Due to changing market dynamics, life sciences companies are placing more scrutiny on their facility strategies and footprints to determine ideal locations for revenue growth potential, improved operating margins and improved returns on installed assets. This has led to a shift in facility configurations and adaptations to improve competitiveness.
Manufacturing facilities represent a large share of operations in emerging clusters, and while investment in non-R&D facilities experienced a pause during the recession, Barrett expects to see investments return to emerging clusters as companies come out of the recession. “Factors such as growing economies, large populations, rising personal income levels and progressive political policies in emerging clusters encourage growth and direct investment from industry leaders,” he says. “Additionally, companies will leverage favorable conditions in emerging clusters as they bring on additional manufacturing capacity to take advantage of lower cost structures.”
“In most emerging markets, local consumers seek affordable drugs from known, trusted makers so early establishment in population-dense countries like China, India and Indonesia is vital to capture market share,” said David Wilton, Regional Director, Corporate Solutions for Jones Lang LaSalle in Asia Pacific. “Demand for drugs within these markets is increasing due to the shift in lifestyle created by the rise in personal income and purchasing power.
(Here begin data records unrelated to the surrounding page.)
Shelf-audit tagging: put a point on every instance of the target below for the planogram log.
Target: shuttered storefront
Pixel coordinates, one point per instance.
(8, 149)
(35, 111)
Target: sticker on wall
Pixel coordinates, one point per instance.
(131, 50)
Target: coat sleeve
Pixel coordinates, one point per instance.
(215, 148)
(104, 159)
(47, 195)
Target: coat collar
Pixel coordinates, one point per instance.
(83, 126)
This has resulted in a heightened awareness of traditionally Western diseases and associated treatments.”
A large share of inward investment in the United States and established countries throughout Europe continues to be focused on manufacturing aspects of the industry. However, these locations are seeing investments shift away from manufacturing as Brazil, China, India and other smaller clusters emerge as cost-advantageous sites that provide both revenue and margin opportunities.
Emerging market governments in Asia and Latin America are making capital investments and improving political policies to become more competitive in high-tech aspects of the industry and to be in contention for CRO opportunities. Massive research parks in these emerging global clusters are fuelling growth in R&D.
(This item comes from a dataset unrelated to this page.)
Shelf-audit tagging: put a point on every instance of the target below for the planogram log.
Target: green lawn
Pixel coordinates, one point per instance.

Though emerging clusters are playing a role in the global life sciences industry, Europe, the United States and Japan are still world leaders in the sector, especially in the R&D aspects of the value chain.“World-class research universities, sustained venture capital and other investments coupled with the supporting infrastructure within these mature clusters continues to fuel innovation in the United States and Europe,” says Charles Tillet, national director, Corporate Solutions, and head of EMEA’s Life Sciences practice. “Requirements from small start-ups and the occasional right-sizing or re-locating of headquarter operations remain prevalent in established clusters in the United States and Europe.”
The analysis shows real estate activity is most prominent in cornerstone locales, such as the Bay Area, the New York / New Jersey corridor, San Diego, Boston, Seattle, Philadelphia, the United Kingdom, France, Switzerland, and Germany, and Jones Lang LaSalle predicts these clusters will remain leaders in site selection for headquarter operations and R&D functionalities.